Пятеро | страница 25
Еще как-то наблюдал я его под Новый Год, на студенческом балу в «мертвецкой». Бал всегда происходил в прекрасном дворце биржи (пышному слову «дворец» никто из земляков моих тут не удивится, а с иноземцами я на эту тему и объясняться не намерен). «Мертвецкой» называлась в этих случаях одна из боковых зал, куда впускали только отборнейшую публику, отборнейшую в смысле «передового» устремления души; и впускать начинали только с часу ночи. Пили там солидно, под утро иные даже до истинного мертвецкого градуса; но главный там запой был идейный и словесный. Хотя допускались и штатские, массу, конечно, составляли студенты. Был стол марксистов и стол народников, столы поляков, грузин, армян (столы сионистов и Бунда[59] появились через несколько лет, но в самые первые годы века я их еще не помню). За главным столом сановито восседали факультетские и курсовые старосты, и к ним жалось еще себя не определившее, внефракционное большинство. За каждым столом то произносились речи, то пелись песни; в первые часы ораторы говорили с мест, ближе к утру вылезали на стол; еще ближе к утру — одновременно за тем же столом проповедовали и со стола, и снизу, а аудитория пела.

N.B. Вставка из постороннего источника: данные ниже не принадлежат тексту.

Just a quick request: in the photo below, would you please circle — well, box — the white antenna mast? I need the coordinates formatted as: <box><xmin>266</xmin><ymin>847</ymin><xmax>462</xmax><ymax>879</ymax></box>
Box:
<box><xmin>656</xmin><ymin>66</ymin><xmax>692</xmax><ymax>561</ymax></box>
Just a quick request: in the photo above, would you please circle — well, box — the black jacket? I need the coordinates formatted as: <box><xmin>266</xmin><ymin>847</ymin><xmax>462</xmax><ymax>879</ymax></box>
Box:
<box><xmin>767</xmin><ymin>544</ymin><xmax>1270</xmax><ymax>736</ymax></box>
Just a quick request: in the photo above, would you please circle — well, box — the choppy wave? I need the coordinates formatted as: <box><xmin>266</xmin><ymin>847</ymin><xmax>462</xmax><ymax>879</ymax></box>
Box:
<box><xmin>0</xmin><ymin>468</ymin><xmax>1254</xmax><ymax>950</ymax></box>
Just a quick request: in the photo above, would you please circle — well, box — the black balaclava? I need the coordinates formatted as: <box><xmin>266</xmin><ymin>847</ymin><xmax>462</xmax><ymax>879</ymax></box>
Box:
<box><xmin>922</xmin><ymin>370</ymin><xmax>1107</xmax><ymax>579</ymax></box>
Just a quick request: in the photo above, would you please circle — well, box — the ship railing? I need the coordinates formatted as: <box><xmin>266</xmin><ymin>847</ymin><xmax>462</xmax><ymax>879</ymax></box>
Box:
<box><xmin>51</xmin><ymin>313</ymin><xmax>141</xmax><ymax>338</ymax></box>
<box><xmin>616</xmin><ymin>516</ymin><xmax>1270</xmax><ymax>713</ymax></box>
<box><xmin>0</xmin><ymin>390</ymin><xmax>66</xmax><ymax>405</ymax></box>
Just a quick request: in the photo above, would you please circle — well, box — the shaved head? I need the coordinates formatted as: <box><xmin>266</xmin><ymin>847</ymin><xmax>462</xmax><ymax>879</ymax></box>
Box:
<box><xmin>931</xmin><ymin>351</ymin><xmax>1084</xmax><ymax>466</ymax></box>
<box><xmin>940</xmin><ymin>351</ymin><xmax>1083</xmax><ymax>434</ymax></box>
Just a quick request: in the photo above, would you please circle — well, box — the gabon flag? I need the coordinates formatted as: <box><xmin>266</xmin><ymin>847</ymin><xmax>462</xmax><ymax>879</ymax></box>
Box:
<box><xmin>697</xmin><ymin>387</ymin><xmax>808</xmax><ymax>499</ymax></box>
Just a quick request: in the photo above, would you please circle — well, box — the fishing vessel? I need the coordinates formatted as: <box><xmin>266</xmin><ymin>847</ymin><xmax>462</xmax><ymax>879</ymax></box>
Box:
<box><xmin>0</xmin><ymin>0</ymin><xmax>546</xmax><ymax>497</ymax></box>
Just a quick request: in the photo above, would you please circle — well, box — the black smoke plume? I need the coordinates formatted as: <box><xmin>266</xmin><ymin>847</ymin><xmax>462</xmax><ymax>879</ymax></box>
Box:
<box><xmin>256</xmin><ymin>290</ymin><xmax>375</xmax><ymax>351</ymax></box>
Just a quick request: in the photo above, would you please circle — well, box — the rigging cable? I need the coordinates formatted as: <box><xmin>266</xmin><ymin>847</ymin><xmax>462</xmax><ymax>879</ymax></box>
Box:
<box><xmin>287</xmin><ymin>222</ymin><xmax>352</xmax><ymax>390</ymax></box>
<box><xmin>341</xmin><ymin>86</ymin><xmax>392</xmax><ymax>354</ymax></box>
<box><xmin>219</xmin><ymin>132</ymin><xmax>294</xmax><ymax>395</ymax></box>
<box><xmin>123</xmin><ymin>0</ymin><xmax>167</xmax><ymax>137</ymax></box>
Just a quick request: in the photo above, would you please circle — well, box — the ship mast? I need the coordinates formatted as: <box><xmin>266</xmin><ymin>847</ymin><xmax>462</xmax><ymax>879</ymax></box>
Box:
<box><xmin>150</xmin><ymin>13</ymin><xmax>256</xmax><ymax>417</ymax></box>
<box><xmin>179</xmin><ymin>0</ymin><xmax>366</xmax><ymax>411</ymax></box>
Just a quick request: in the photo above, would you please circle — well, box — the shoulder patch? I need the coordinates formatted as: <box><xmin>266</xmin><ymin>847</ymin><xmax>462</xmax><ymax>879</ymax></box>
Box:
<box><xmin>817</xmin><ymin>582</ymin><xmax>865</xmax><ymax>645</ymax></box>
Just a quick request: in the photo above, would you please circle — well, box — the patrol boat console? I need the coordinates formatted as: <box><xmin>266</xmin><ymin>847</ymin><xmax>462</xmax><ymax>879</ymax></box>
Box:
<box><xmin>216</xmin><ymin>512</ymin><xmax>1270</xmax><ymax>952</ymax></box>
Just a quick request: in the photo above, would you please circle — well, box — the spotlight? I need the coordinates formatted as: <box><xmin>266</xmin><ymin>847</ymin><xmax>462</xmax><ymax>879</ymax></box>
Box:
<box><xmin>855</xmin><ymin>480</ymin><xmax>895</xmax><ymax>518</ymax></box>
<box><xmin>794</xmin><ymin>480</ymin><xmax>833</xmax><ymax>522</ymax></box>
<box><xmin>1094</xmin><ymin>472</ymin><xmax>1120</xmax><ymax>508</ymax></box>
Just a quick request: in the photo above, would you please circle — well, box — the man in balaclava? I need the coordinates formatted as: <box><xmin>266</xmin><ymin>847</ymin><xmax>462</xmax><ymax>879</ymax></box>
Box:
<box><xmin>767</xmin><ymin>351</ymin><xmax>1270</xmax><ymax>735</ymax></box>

К этому времени тактично исчезали популярные профессора, но в начале ночи и они принимали перипатетическое[60] участие в торжестве, переходя от стола к столу с краткими импровизациями из неписанной хрестоматии застольного златоустия. «Товарищи студенты, это шампанское — слишком дорогое вино, чтобы пить его мне за вас, тем более вам за меня. Выпьем за нечто высшее — за то, чего мы все ждем с году на год: да свершится оно в наступающем году»… «Коллеги, среди нас находится публицист, труженик порабощенного слова: подымите бокалы за то, чтобы слово стало свободным…».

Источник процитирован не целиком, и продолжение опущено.